Metrical Phonology - Advantages of Metrical Phonology

Advantages of Metrical Phonology

Metrical phonology offers a number of advantages over a system representing stress as a feature that applies to individual segments or syllables, without reference to the other syllables in a phrase. Creators of traditional feature systems posited the stress feature, which differed from other phonological features in several key ways. For instance, the feature stress had an arbitrary number of values or levels, rather than two or some justified number more than two. In addition, the non-primary stress values in these systems were only defined relative to the primary stress value, and did not have local acoustic or articulatory effects. By not treating stress as a feature of an individual segment, metrical phonology avoids the inexplicable differences between the stress feature and other phonological features.

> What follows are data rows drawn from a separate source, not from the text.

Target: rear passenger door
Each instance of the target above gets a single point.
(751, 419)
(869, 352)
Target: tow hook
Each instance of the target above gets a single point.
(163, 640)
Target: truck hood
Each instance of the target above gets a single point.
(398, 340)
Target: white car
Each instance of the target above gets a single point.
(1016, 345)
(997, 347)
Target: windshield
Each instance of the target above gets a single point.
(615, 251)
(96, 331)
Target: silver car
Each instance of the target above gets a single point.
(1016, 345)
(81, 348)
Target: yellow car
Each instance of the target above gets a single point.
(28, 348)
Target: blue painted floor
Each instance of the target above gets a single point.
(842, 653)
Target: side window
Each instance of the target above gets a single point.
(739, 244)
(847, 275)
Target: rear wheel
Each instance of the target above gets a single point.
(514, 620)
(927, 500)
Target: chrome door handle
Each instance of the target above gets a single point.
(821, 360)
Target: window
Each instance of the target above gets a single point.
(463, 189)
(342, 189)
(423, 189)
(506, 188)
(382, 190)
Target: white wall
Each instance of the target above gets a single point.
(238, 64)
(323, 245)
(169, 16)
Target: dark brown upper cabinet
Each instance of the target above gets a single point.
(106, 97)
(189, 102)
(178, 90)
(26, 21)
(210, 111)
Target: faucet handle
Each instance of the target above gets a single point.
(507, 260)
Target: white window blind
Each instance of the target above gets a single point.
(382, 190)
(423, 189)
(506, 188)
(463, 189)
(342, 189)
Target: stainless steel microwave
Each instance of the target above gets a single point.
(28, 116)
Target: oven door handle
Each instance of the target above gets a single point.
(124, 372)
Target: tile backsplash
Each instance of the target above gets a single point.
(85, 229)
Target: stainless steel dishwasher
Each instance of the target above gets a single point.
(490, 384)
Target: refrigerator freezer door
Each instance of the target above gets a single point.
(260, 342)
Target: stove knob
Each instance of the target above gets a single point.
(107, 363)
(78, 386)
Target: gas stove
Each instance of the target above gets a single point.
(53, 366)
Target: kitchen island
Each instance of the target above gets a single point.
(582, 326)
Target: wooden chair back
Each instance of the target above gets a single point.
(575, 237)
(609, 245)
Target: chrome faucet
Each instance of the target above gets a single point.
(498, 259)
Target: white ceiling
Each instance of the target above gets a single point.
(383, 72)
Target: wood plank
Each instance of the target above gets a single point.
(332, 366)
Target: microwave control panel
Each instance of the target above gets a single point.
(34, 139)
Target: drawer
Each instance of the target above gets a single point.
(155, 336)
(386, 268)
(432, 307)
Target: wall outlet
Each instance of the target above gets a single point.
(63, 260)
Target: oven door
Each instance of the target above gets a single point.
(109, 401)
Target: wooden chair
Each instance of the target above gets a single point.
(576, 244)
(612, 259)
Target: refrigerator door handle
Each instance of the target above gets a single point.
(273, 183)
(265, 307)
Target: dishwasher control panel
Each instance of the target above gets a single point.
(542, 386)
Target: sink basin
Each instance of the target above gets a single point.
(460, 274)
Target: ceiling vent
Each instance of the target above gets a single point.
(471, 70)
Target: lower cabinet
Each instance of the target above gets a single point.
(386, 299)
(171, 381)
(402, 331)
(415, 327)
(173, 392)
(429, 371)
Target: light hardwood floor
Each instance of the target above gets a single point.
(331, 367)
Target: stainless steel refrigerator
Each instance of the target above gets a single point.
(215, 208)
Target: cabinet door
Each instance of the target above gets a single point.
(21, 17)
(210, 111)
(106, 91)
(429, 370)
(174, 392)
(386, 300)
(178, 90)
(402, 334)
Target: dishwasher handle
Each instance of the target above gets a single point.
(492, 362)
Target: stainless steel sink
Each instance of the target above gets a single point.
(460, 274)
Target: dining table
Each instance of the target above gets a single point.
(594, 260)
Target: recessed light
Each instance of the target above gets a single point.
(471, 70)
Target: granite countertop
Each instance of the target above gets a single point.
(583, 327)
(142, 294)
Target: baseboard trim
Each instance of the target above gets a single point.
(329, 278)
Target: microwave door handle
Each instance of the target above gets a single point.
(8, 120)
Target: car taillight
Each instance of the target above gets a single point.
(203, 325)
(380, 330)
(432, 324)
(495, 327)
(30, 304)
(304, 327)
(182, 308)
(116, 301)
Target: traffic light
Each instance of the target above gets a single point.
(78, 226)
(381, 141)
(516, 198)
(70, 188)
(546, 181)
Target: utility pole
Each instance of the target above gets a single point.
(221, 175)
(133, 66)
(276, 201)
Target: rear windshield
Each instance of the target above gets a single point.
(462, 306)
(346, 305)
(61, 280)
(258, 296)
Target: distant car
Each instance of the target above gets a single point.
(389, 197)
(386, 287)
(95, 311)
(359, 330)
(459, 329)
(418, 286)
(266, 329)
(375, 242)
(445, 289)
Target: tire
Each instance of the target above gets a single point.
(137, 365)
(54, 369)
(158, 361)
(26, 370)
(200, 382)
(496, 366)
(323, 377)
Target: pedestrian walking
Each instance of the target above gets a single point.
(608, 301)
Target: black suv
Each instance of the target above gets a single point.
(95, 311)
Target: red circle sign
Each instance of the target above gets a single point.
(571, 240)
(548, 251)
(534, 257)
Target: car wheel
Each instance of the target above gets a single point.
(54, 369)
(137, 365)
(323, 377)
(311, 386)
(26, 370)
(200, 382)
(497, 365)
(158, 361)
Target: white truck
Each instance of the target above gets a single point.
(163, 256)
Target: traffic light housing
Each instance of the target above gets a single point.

Metrical phonology also correctly predicts the ambiguity between broad and narrow focus. There are two possible metrical patterns for two-word phrases: S-W and W-S. However, there are three possible patterns of focus for such phrases: narrow focus on the first word, narrow focus on the second word, and broad focus. For instance, the phrase "Gus skied" can either be pronounced "GUS skied" (S-W) or "Gus SKIED" (W-S). These two realizations are the only options for answering the three questions: Who skied? (narrow focus on 'Gus'), What did Gus do? (narrow focus on 'skied'), and What happened yesterday? (broad focus).

Finally, metrical phonology is consistent with patterns of deaccenting in which accents can shift both left and right. This is because swapping S and W nodes will cause stress to move left if the S node was originally on the right, and move right if it was originally on the left. Such bi-directional movement is more difficult to predict under a stress-shift rule, which would specify the direction of movement.